During the first few years of any relationship, nothing is binding more than love and its huge in amount.You do anything and everything to save it, preserve and secure it. And with huge love comes huge insecurity (Well, this sentence can go well with - With great power comes great responsibility). That's what ushers you to ask this Q. over and over again and when you keep receiving a very positive answer, you tend to get careless. The earlier eagerness and will to keep working on your relationship to keep it intact start to fade away without any prior notice. And it's not unnatural!

When one gets the desirable without any effort, why on earth would you care to work on it? The unachievable fascinates us and when we have the achievable, yeah! That kills the fascination and gives birth to stupid insecurities and hence, the above Q.

When I was reading The Zahir by Paulo Coelho, Esther leaves her husband because he had stopped working on their relationship. There was a time when love was everything. They worked on it furiously in initial years of marriage but when they both had what they wanted, they simply and more important, unknowingly stopped working on themselves.

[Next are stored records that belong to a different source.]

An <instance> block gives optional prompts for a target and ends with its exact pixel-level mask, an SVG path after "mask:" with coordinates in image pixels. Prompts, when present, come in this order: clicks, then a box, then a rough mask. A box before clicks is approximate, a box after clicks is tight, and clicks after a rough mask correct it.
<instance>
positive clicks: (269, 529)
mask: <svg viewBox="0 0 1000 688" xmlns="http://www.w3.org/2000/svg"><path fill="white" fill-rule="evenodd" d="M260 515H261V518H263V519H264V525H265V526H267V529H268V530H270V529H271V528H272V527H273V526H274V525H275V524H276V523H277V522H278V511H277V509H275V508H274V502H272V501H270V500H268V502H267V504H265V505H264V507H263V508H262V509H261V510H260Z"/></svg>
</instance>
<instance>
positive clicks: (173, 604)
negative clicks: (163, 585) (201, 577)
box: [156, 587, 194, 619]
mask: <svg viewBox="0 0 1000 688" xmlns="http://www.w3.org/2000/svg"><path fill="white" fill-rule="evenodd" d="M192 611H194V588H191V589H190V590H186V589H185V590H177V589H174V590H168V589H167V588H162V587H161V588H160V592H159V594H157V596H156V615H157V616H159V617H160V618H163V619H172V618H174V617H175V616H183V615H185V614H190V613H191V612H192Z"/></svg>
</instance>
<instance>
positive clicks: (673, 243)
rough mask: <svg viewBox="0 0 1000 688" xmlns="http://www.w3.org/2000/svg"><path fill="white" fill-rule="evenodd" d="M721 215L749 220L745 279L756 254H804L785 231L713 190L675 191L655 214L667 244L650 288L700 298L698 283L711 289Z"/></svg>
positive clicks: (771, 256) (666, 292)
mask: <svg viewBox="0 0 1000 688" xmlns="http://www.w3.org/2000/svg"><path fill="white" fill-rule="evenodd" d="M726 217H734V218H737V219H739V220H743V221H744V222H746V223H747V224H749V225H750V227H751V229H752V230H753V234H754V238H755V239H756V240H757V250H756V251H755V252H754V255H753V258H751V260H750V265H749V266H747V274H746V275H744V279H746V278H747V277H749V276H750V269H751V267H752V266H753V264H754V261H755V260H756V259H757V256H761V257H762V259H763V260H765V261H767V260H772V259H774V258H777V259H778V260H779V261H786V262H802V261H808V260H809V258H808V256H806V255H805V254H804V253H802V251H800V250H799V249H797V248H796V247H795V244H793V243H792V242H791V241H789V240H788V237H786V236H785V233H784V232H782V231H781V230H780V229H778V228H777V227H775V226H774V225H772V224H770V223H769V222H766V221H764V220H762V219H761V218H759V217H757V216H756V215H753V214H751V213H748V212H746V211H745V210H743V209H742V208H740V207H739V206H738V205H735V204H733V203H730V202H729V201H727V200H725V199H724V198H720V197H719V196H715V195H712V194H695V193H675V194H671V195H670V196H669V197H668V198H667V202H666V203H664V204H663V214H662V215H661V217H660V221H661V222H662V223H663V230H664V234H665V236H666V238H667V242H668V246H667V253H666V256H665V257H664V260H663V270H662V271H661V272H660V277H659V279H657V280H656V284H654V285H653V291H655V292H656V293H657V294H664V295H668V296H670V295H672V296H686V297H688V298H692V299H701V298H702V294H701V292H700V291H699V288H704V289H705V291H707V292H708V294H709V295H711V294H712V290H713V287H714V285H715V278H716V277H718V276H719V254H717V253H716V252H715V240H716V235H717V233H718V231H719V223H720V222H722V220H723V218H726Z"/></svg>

But the main catch of the story is, that Esther is not like any normal housewife who accepts the change and continues to live in an illusion of love. In fact, she is the kind of woman who, since the beginning, is clear about her thoughts and stands. Thus, when her relationship with her husband gets secured (yes, secured) from all the directions, she knows love is gone! And she has to bring it back. Somehow. Anyhow. Unable to work on it alone, she leaves for an unknown place which triggered her husband to find her in order to understand their relationship better.

You see! He got closer to his love when he started putting efforts to find it and preserve it. That's the beauty of love. When you think you have it, it may actually be at the doorstep, ready to leave. So never think you have it completely. Sometimes, love can be the biggest illusion and the most perfect trap in this world.

So the next time your partner asks this - Will you leave me, ever?, reply this with a beautiful smile-

Yes. I might be.

There will certainly be confusion, surprise, anger, dilemma and even suspicion with every blink but stick to your words and explain the reason. Once he or she knows that work (read: love) is still in the progress, construction will continue and so will the desire of having love floating around.

P.S. The thought about this post is not picked from The Zahir. It is the sapling of my thoughts but I have certainly taken some liberty in using a relatable aspect of the book.